Lessons in kindness
Many moons ago, after I had graduated college but had yet to find that career job that was supposed to magically appear as soon as the diploma hit my hand, I took a job as a pharmacy technician at Middle Tennessee Medical Center. I had worked my way through college as the lead certified pharmacy tech at CVS, but the hospital job would pay more and, honestly, seemed more interesting than the retail side I had seen day in and day out for six long years. It also had a large non-clinical side that I hoped would one day lead me to something more in my field (which, thankfully, it did.)
The open pharmacy position was for second shift, which was perfect because at the time I was also working part-time as a Spanish translator for the Rutherford County Health Department a few mornings a week. When I eventually left the translator job, second shift became more perfect, as it fed my night-owl tendencies until I swore I could turn my head 270 degrees if I tried hard enough.
Working on the clinical side of a hospital was a strange, alternate reality. As a pharmacy tech I had limited patient contact, and the closest I usually got to entering a patient’s room was when I had to bring an extra crash cart to the unit when a code had been called.
The pharmacy was responsible for maintaining the medication on all of the crash carts placed strategically around the hospital. We would make sure the ones on the floor had in-date drugs and supplies, as we did with the extra carts we kept in the pharmacy. When a code blue was called (all of the other emergency situations were called phases, as in “phase gray” for a tornado, but when someone was in respiratory or cardiac arrest, the PBX operator would call “code blue”), one or two pharmacy techs would grab an extra cart and tear ass down the hall to get to the code location as quickly as possible.

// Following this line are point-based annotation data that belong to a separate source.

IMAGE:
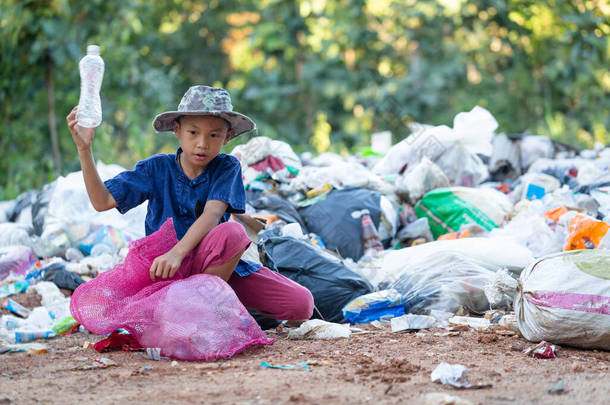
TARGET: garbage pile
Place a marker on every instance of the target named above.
(449, 222)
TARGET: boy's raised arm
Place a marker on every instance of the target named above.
(99, 195)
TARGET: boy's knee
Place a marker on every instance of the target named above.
(232, 232)
(302, 306)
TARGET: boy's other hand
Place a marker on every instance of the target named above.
(165, 266)
(83, 137)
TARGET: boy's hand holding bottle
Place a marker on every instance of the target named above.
(166, 265)
(82, 136)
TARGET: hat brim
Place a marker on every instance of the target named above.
(240, 123)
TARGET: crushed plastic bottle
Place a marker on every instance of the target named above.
(370, 237)
(91, 67)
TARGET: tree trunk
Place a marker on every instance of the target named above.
(52, 125)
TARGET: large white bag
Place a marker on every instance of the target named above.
(565, 299)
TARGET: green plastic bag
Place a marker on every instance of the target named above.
(449, 208)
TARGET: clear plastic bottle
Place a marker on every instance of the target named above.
(91, 75)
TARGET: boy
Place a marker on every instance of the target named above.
(198, 187)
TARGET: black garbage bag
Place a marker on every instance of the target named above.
(22, 203)
(331, 283)
(332, 219)
(282, 208)
(62, 278)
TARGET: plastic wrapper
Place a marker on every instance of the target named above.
(415, 230)
(462, 167)
(13, 234)
(419, 179)
(15, 260)
(268, 154)
(446, 281)
(70, 216)
(343, 174)
(190, 317)
(490, 253)
(319, 329)
(6, 209)
(471, 130)
(505, 160)
(332, 219)
(534, 231)
(534, 147)
(373, 306)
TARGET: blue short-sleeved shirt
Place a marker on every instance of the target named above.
(170, 193)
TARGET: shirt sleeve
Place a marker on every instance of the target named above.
(131, 187)
(228, 186)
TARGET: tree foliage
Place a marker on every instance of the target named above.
(319, 74)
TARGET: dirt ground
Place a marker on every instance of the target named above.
(378, 366)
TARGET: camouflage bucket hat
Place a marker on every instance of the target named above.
(205, 100)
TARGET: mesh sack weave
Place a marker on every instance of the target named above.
(190, 317)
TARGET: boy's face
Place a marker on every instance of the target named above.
(201, 139)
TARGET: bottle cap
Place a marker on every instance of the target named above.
(93, 50)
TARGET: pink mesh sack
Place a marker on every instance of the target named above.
(190, 317)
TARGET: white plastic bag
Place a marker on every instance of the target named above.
(419, 179)
(490, 253)
(565, 299)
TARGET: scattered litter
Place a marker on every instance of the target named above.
(412, 322)
(16, 308)
(543, 350)
(440, 398)
(302, 364)
(319, 329)
(474, 323)
(33, 348)
(373, 306)
(454, 375)
(557, 388)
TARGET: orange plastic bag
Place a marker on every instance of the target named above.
(585, 233)
(554, 215)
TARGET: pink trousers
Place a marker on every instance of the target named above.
(265, 291)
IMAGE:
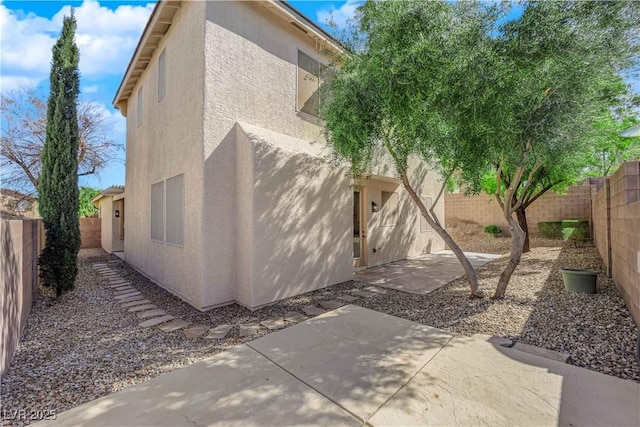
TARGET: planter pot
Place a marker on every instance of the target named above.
(582, 281)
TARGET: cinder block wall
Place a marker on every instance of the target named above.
(624, 231)
(475, 212)
(16, 285)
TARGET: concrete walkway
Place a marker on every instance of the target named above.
(353, 366)
(421, 275)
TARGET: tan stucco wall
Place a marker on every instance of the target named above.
(169, 143)
(295, 219)
(248, 74)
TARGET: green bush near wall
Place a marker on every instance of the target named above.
(575, 230)
(566, 230)
(550, 229)
(492, 229)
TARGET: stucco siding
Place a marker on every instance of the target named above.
(167, 143)
(300, 221)
(251, 69)
(106, 224)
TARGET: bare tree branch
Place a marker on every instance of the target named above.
(24, 114)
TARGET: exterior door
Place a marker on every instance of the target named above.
(359, 229)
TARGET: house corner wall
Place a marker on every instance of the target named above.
(169, 142)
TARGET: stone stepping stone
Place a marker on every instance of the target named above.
(194, 331)
(124, 292)
(295, 317)
(130, 299)
(375, 289)
(365, 294)
(136, 303)
(219, 332)
(273, 323)
(156, 321)
(127, 295)
(174, 325)
(331, 304)
(151, 313)
(142, 307)
(347, 298)
(312, 310)
(118, 285)
(248, 329)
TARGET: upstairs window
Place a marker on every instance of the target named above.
(139, 112)
(162, 75)
(308, 84)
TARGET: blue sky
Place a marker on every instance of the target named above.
(107, 34)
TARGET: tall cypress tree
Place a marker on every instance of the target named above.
(58, 186)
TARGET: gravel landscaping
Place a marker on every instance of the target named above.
(86, 345)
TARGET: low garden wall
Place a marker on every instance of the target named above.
(476, 212)
(20, 250)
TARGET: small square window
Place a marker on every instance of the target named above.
(308, 84)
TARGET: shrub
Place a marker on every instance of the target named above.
(492, 229)
(575, 230)
(550, 229)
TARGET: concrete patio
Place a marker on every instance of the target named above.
(353, 366)
(421, 275)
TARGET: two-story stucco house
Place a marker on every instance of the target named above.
(227, 196)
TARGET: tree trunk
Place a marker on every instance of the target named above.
(521, 214)
(472, 276)
(517, 242)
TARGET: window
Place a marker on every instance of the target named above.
(424, 225)
(308, 84)
(157, 211)
(162, 75)
(389, 209)
(175, 210)
(139, 112)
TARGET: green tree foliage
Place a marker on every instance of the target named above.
(609, 149)
(398, 95)
(86, 209)
(58, 185)
(466, 88)
(560, 71)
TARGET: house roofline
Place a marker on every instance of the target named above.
(157, 27)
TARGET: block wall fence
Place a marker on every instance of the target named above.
(616, 219)
(22, 242)
(475, 212)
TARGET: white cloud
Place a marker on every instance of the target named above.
(106, 39)
(90, 89)
(339, 16)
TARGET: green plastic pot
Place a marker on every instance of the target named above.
(581, 281)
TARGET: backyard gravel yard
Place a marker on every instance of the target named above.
(86, 345)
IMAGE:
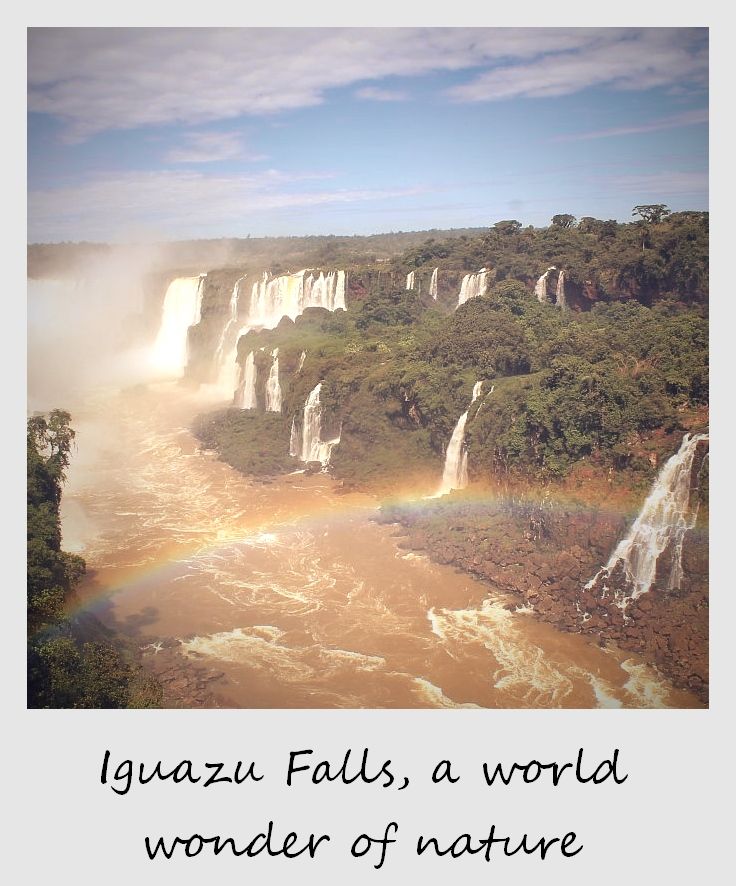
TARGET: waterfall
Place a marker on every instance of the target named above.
(273, 388)
(288, 295)
(433, 284)
(294, 441)
(473, 285)
(560, 299)
(227, 348)
(664, 519)
(309, 446)
(181, 309)
(245, 396)
(455, 474)
(540, 288)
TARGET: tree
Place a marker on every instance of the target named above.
(564, 220)
(653, 213)
(507, 226)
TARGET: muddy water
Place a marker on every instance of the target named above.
(293, 594)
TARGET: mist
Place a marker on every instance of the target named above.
(90, 327)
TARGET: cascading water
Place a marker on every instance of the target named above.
(227, 348)
(473, 285)
(294, 441)
(273, 388)
(665, 517)
(288, 296)
(308, 445)
(540, 288)
(181, 309)
(455, 474)
(245, 396)
(433, 284)
(560, 299)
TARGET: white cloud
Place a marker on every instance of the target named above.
(209, 147)
(375, 93)
(686, 118)
(178, 203)
(629, 60)
(96, 79)
(654, 185)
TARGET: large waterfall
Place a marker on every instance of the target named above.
(455, 474)
(665, 517)
(433, 284)
(540, 288)
(181, 309)
(273, 387)
(245, 396)
(308, 445)
(227, 348)
(560, 299)
(290, 294)
(473, 285)
(285, 296)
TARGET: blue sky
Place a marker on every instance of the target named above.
(160, 134)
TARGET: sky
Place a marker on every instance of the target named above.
(151, 134)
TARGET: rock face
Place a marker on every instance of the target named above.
(545, 553)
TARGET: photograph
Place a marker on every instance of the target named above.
(367, 368)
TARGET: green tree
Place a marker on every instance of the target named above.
(507, 226)
(652, 213)
(564, 220)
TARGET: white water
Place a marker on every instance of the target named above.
(181, 309)
(664, 519)
(245, 396)
(294, 441)
(227, 348)
(433, 284)
(288, 295)
(473, 285)
(308, 445)
(560, 299)
(273, 388)
(455, 474)
(540, 289)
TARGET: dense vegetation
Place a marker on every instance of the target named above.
(660, 254)
(568, 386)
(64, 669)
(619, 376)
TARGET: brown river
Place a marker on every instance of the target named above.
(290, 591)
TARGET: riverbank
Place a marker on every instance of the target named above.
(543, 552)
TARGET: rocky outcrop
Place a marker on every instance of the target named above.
(544, 553)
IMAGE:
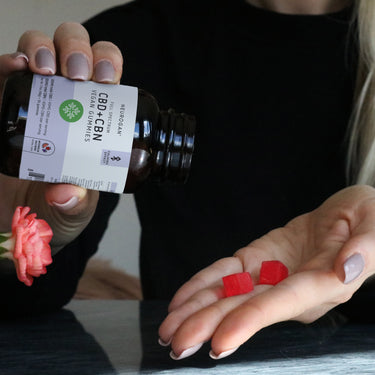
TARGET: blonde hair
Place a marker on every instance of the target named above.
(361, 152)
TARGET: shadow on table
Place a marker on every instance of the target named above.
(50, 344)
(330, 335)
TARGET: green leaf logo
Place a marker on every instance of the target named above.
(71, 110)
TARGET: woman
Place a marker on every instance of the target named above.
(272, 86)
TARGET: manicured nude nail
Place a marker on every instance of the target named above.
(104, 71)
(20, 55)
(78, 66)
(186, 353)
(69, 204)
(164, 343)
(353, 267)
(222, 354)
(45, 60)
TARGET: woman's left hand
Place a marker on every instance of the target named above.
(329, 253)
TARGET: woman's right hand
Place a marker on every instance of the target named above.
(67, 208)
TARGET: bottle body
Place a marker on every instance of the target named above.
(159, 144)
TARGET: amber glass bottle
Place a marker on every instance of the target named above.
(161, 147)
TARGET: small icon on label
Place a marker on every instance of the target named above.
(115, 158)
(71, 110)
(38, 146)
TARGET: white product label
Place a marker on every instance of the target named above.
(79, 133)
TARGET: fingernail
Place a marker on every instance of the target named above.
(186, 353)
(21, 55)
(45, 60)
(69, 204)
(353, 267)
(104, 71)
(163, 343)
(78, 66)
(222, 354)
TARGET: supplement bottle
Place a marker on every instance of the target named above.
(103, 137)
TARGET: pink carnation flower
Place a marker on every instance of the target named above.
(27, 245)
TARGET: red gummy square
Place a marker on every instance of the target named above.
(237, 283)
(272, 272)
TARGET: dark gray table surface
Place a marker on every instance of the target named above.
(120, 337)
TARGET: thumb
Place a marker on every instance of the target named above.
(68, 199)
(71, 209)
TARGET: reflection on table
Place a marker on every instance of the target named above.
(120, 337)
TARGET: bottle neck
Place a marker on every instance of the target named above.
(173, 146)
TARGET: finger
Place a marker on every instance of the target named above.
(73, 47)
(286, 301)
(356, 259)
(197, 302)
(204, 279)
(70, 207)
(107, 62)
(40, 51)
(200, 327)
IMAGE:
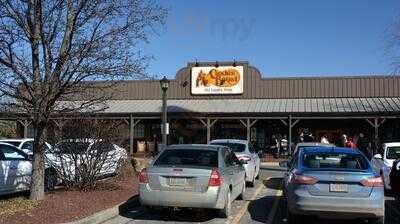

It was rare, but sometimes the situation would be so intense that the nurses and doctors would run through all of the life-saving medication on the cart they had in their area that they would require another immediately. We would return later to retrieve the used cart and restock it.
Working second shift, I saw a lot of codes called in the ER, but the doors of the room were usually closed so I would just leave the extra cart, knowing I would be back later to pick up the emptied one.
The first time I had to respond to a code called in the ICU by myself, I was not prepared mentally. I didn’t really anticipate having to be. It was probably close to 10 p.m. when the code was called, and the other second shift tech was busy with an IV so I responded alone. When the operator called a code, she would also call the unit and the room number of the patient. I can’t tell you the room number today, but I can tell you that when I burst through the ICU doors with the replacement cart, the room was the second one on the right, right in front of me. The door was open.
Six or seven nurses flanked the bed, shouting orders and yelling back responses. They tossed instruments and medications across the patient to one another in perfectly timed choreography. One of them was pumping the man’s chest in compressions that I felt all the way out in the hallway.
I left the new cart in the hall by the room’s window, turned around slowly and then walked briskly out of the ICU. As I waited for the elevator, I could feel my heart thumping in my head. I put my hand on my chest and counted each beat. When the elevator opened, I sighed in relief at its emptiness. I stumbled in, pushed 3, and leaned against the guardrail for support.
And then I cried like a god damned baby.
I cried for the man in the ICU, completely dependent on the help of strangers. I cried for the staff in there helping him furiously to stay alive, trying so hard not to fail. But mainly I cried at the kindness I had just witnessed.
I have replayed the scene over and over again in my head, taking out of the picture the hospital bed, the crash cart, the room, the unit, the hospital, until all I saw was a group of strangers huddled around someone they met barely hours ago, doing everything they collectively were capable of to save a life they hardly knew existed.
I learned a lot working at MTMC. But what sticks with me most is the amount of courage and kindness I witnessed on an almost daily basis. And even today, nearly five years since that day, I get overwhelmed.